Writer: Benjamin Percy
Art: Adam Kubert, Frank Martin, VC’s Cory Petit, Brad Anderson, Jay Bowen, and Tom Muller
Publisher: Marvel Comics
Release Date: July 13th, 2022
The physical manifestation of the Danger Room, known as Danger, went rogue! In a fit of emotional rage for being left behind, Danger has begun to sell robot versions of the X-MEN to the C.I.A. for anti-mutant expeditions. Now, WOLVERINE and DEADPOOL have tracked Danger back to the old X Mansion where these two are in hopes to shut down Danger’s plans for good. Let’s dive into WOLVERINE #23 as Benjamin Percy wraps up this story arc once and for all.
If you’re interested in this comic, series, related trades, or any of the others mentioned, then simply click on the title/link to snag a copy through Amazon as you read the Wolverine #23 Review.
Everything expected from this arc comes to fruition as WOLVERINE #23 wraps. The reasons for Cerebrax, why DEADPOOL is even involved in the first place, and the future of DEADPOOL and WOLVERINE together is ironed out and tragically foreseen. Percy attempts to hit some emotional cords with DEADPOOL but fails to hit the mark, which in his defense is extremely difficult to do with this overly sarcastic character. Furthermore, the Danger Room angle was also a bit too trite especially used as the crux behind the entire arc.

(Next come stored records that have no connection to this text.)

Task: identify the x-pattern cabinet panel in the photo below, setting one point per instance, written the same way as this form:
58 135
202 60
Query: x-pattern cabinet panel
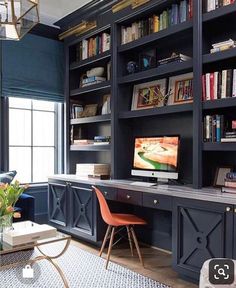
201 231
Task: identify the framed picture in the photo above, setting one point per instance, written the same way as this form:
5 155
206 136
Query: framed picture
220 175
149 95
89 110
180 89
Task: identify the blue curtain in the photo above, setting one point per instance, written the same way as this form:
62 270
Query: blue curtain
33 68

Yet even with the obvious story beat directions and corny reasoning to connect this arc to the overall X-MEN landscape, the most absurd part of WOLVERINE #23 was the literal conjoint formation of WOLVERINE and DEADPOOL in order to escape from Danger. It was way over the top, silly, and added no value whatsoever to the story other than to say “hey, remember that one-time WOLVERINE joined with DEADPOOL using their healing factors? Wasn’t that just sick?!” And the answer would be, “yes… and frankly just dumb as well.”

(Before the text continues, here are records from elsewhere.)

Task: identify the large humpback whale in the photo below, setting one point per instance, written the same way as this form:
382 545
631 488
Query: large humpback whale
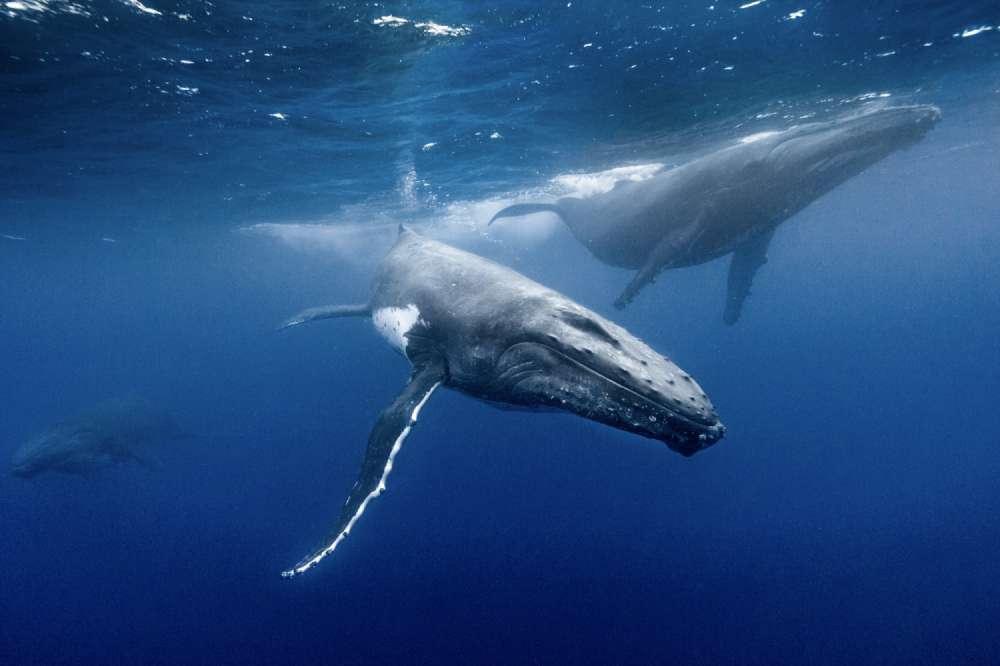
731 200
111 432
480 328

So, maybe this is on me or maybe it’s not BUT the panel layouts were extremely confusing. Small panels overlapping full-page spreads caused this reviewer to read parts out of order, especially on page 9. And then the sideways double-page spread of WOLVERINE and DEADPOOL merging together into a fleshy monstrosity is something I can never unsee. Not only did this add nothing essential to the story, and was just gross, but it didn’t make any sense.
To think two people with healing factors sitting together in blood and tissue mixed together would join together just doesn’t jive with the character’s abilities at all. Ultimately, this was done for a “wow” factor that Adam Kubert took way too far with the design and assumption as to how the healing factors work as if they heal in a whirlwind or tornado of flesh with limbs facing backward. Fans, it was just unnecessary.

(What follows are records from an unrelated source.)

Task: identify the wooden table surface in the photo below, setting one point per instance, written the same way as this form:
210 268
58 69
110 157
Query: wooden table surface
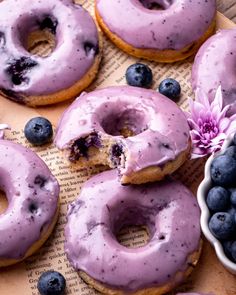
228 8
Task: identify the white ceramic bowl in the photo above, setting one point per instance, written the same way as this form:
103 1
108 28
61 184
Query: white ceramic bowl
203 189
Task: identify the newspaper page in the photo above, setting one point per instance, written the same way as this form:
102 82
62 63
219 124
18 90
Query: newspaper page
22 278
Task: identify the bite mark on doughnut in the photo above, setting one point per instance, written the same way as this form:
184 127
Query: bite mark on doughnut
18 68
80 147
40 181
2 40
49 22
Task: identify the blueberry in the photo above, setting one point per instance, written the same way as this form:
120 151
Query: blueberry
139 75
218 199
231 151
18 68
234 139
233 197
170 88
233 251
227 248
232 211
38 131
90 48
49 22
223 170
51 283
222 225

WOLVERINE #23 finally concludes a story that’s gone two issues too long, however, appears to be bleeding into X-FORCE and beyond. If you’ve been dying for DEADPOOL, I guess you’d love this installment. Heck, if you’ve been craving a team up with WOLVERINE and DEADPOOL, then maybe this filled a void you’ve been searching for. But, if you’ve loved Percy’s early work in this WOLVERINE run that was smart, gritty, graphic, intense, and uniquely interesting, you won’t find that here.
What you will find are silly, slapstick moments mixed with attempts at emotional instants, fanfare, and panel layouts that were confusing to read. The best word to describe this issue, and frankly this arc, would be unnecessary. I do not recommend picking up WOLVERINE #23 and hope WOLVERINE can get back to its original roots when Percy began this series. We shall see next month. I, for one, have high hopes that Percy can get back on track. However, X-FORCE is an entirely different story considering it appears as though DEADPOOL is joining the book. Let’s hope that journey is short-lived. Let me know what you think, have a great week, and God Bless!